Le Coq Sportif Romilly-sur-Seine
La marque des tricolores…
📆 Vendredi 1er mars 2024

🏃🏻 C’est dans l’Aube, berceau de la bonneterie française, que bat le pouls de l’une des marques de sport les plus emblématiques de l’Hexagone. Depuis plus de 140 ans, le nom du Coq est lié à Romilly-sur-Seine. Dans ses ateliers, la marque française a bâti une partie de sa légende : celle d’un équipementier capable d’habiller, de fil en aiguille, les sportifs, les clubs, les fédérations et, plus récemment, les athlètes français engagés aux Jeux de Paris 2024.
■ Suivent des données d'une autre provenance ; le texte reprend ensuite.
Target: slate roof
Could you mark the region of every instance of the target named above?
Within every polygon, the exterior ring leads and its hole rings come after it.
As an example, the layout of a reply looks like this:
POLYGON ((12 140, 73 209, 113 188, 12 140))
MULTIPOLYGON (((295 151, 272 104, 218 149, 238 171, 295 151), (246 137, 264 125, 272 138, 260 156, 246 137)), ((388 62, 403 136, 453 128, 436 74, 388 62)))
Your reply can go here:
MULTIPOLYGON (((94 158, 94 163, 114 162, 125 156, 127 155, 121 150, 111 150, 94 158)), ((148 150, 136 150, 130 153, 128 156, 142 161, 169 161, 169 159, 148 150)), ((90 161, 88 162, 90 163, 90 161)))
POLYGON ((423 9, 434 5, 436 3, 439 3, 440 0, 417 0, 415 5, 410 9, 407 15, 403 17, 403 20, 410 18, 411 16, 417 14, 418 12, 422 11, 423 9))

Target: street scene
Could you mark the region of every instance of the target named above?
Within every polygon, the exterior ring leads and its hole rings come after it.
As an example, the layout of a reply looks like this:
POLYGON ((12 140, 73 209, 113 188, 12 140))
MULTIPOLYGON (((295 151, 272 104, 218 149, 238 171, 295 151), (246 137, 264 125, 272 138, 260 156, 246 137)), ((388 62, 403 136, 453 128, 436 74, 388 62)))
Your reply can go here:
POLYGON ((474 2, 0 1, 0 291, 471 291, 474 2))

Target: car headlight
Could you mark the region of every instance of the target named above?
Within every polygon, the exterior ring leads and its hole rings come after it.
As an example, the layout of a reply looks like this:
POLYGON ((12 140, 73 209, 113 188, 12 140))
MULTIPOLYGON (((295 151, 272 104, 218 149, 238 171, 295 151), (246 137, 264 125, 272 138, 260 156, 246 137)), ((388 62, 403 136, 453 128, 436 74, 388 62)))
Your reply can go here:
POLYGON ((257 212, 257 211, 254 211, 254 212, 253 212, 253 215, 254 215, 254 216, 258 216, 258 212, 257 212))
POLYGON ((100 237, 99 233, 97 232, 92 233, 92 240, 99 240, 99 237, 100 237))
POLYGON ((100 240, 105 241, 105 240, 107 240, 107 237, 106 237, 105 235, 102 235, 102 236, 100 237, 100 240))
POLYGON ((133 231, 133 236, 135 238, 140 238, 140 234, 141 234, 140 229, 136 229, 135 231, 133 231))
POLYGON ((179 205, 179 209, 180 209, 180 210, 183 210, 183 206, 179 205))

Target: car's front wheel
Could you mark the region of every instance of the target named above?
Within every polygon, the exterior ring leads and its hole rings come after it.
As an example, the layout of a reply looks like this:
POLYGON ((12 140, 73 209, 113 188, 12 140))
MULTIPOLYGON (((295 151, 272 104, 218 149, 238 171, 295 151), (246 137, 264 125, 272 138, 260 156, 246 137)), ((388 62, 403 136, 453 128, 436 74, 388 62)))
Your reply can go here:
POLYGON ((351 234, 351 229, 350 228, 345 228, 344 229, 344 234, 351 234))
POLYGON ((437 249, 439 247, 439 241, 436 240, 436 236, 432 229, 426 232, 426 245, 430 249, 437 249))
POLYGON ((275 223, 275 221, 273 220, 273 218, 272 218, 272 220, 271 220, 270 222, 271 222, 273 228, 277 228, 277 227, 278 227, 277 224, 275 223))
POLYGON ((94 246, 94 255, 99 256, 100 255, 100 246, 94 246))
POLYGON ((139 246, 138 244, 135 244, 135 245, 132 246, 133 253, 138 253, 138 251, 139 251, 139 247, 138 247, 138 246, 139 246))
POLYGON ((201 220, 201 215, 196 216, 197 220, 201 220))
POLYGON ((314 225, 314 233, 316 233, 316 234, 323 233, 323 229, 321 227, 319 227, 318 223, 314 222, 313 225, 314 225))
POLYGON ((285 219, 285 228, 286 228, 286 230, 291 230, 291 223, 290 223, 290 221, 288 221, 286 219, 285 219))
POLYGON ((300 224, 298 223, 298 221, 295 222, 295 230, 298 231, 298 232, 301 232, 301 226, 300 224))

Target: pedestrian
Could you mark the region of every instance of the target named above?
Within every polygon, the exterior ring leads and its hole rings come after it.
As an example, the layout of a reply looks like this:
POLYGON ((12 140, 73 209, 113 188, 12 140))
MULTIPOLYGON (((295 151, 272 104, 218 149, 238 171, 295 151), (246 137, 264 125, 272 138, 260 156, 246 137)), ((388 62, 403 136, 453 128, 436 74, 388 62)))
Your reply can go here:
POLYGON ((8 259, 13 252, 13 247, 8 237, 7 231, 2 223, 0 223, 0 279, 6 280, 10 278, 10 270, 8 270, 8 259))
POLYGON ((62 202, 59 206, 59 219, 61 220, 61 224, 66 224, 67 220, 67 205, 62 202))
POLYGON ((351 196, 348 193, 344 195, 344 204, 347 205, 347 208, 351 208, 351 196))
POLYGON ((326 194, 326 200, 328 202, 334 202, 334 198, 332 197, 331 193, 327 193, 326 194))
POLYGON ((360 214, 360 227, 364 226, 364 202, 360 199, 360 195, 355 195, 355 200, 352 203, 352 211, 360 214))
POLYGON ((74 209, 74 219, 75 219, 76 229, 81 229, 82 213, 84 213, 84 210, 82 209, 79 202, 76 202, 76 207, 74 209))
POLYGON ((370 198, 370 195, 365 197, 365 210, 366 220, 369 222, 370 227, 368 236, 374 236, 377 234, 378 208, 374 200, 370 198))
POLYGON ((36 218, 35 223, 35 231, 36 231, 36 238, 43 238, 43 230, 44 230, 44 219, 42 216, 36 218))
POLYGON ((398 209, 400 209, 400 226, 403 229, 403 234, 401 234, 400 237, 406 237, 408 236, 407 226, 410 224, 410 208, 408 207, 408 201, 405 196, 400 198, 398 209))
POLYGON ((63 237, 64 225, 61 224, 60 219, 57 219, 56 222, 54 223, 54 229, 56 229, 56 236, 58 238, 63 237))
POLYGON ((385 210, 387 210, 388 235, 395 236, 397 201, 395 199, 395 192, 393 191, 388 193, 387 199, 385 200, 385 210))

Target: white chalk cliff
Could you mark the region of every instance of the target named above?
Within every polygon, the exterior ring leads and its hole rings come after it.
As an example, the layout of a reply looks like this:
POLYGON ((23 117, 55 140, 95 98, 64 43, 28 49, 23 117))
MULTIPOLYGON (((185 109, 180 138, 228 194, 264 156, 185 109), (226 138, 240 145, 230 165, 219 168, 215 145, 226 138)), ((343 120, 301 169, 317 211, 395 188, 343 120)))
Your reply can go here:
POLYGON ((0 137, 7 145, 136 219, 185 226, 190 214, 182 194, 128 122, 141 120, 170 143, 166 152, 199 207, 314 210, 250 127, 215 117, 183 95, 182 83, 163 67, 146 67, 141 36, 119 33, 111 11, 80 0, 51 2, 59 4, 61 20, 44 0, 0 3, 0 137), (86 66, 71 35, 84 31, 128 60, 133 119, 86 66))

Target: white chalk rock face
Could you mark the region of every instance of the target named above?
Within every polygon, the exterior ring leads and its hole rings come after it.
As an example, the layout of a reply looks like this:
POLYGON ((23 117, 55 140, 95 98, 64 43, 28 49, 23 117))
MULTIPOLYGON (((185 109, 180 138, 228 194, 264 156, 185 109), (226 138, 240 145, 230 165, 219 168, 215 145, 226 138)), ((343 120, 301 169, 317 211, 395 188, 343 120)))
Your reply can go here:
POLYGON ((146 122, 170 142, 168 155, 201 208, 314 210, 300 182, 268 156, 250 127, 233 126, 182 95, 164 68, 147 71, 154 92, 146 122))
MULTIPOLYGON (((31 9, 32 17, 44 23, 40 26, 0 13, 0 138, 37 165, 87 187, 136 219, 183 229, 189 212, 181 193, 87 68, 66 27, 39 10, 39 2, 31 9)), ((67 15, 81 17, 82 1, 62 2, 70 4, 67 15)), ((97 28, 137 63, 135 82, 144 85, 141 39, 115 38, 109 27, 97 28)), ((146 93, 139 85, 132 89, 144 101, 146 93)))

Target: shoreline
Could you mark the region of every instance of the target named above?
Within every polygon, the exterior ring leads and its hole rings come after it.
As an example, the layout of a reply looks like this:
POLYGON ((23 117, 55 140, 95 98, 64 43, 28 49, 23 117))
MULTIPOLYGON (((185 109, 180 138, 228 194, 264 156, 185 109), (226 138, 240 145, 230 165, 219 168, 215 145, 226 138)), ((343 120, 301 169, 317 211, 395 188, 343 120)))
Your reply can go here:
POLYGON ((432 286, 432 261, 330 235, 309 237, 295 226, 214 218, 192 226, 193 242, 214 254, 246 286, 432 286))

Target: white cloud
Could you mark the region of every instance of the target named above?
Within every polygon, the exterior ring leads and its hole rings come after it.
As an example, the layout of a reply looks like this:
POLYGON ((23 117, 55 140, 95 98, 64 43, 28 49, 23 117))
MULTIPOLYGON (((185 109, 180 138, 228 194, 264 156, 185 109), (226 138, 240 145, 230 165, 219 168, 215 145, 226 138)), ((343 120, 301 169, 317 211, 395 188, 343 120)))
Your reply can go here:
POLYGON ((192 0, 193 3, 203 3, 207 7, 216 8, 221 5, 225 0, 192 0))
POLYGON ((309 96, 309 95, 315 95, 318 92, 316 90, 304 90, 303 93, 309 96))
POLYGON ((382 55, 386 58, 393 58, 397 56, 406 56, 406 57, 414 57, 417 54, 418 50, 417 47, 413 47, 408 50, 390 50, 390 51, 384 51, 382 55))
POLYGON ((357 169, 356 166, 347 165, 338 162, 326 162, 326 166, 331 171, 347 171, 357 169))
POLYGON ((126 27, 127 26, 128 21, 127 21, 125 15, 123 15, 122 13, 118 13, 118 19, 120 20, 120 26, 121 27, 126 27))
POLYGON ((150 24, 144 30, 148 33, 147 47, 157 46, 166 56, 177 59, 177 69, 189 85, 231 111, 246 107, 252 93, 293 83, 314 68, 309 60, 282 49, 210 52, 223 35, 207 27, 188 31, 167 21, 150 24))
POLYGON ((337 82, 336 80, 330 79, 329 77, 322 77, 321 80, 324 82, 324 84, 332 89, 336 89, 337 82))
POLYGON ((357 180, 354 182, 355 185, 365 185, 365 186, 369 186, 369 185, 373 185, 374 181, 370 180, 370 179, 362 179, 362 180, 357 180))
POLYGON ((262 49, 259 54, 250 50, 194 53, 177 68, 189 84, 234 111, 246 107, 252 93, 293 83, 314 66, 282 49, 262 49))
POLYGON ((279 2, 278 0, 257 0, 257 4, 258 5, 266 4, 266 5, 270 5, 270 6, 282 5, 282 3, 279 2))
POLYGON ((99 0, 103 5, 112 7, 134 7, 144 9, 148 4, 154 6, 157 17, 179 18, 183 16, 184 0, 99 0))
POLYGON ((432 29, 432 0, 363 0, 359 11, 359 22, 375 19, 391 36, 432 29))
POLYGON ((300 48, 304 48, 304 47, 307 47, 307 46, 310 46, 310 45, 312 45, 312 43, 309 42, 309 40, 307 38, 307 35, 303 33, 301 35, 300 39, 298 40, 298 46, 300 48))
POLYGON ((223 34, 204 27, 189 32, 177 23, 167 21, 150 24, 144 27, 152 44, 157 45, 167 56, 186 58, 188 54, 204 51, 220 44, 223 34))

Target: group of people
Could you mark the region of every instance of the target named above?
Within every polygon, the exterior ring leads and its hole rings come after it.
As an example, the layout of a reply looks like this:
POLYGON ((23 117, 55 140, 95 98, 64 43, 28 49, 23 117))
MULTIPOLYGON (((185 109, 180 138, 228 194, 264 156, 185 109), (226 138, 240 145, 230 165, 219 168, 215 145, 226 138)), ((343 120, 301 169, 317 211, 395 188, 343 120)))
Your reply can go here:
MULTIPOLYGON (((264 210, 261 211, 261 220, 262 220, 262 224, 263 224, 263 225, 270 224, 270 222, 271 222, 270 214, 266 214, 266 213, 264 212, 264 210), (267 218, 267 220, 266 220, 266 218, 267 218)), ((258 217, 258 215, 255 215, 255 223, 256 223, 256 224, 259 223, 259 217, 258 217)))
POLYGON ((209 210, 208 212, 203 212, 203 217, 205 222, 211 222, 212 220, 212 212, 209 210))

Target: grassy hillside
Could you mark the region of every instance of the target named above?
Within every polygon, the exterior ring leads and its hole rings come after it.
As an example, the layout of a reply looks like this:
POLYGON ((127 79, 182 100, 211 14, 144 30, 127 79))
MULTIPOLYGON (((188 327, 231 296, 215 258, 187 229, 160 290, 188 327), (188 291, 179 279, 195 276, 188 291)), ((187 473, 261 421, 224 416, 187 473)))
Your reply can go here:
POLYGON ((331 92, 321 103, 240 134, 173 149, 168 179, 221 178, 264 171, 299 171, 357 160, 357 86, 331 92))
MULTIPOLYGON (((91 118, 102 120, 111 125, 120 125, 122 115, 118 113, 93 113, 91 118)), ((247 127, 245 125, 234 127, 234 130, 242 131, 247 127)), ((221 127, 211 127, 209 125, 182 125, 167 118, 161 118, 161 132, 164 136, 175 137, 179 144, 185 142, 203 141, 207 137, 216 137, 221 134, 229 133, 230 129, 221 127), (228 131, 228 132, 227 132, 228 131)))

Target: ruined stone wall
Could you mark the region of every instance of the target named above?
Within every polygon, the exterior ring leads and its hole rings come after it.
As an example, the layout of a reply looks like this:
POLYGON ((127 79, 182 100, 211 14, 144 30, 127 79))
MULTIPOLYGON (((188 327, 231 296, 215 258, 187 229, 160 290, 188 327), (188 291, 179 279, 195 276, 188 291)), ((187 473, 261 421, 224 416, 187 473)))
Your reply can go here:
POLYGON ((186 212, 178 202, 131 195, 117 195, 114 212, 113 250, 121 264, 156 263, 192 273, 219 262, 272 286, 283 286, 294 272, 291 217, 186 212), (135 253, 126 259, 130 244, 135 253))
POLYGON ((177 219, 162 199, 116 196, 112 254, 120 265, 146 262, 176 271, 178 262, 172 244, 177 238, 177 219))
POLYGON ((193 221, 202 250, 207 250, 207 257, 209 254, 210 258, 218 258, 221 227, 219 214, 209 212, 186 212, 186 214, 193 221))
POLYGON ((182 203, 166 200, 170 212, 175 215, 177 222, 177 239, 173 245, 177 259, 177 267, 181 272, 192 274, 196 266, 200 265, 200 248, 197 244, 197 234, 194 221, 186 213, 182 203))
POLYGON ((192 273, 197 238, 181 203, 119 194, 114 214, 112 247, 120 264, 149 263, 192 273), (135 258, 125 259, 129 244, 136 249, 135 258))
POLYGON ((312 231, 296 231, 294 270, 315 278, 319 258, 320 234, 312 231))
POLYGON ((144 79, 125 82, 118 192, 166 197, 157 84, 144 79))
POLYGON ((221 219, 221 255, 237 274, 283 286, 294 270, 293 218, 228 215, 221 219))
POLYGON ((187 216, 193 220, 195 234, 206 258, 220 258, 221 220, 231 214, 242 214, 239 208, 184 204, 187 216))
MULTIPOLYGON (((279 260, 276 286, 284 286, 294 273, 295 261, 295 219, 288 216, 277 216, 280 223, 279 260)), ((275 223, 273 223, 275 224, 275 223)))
L’histoire commence en 1882, lorsque Émile Camuset, passionné de sport et entrepreneur visionnaire, fonde son atelier à Romilly-sur-Seine. Le sport moderne se développe, les pratiques évoluent, et l’entrepreneur comprend très tôt qu’il faut des vêtements adaptés aux corps en mouvement.
⚽ Pendant des décennies, Romilly est le centre névralgique de la marque. C’est de cette usine que sortent les équipements de l’équipe de France de football de 1958, les maillots jaunes du Tour de France remportés par Bernard Hinault, ou encore les tenues mythiques de l’AS Saint-Étienne, l’un des clubs de football les plus populaires de l’Hexagone.
En 1974, l’entreprise allemande Adidas rachète Le Coq Sportif. Après un âge d’or flamboyant, la mondialisation et les délocalisations contraignent la marque à quitter son fief historique. L’usine ferme ses portes en 1988.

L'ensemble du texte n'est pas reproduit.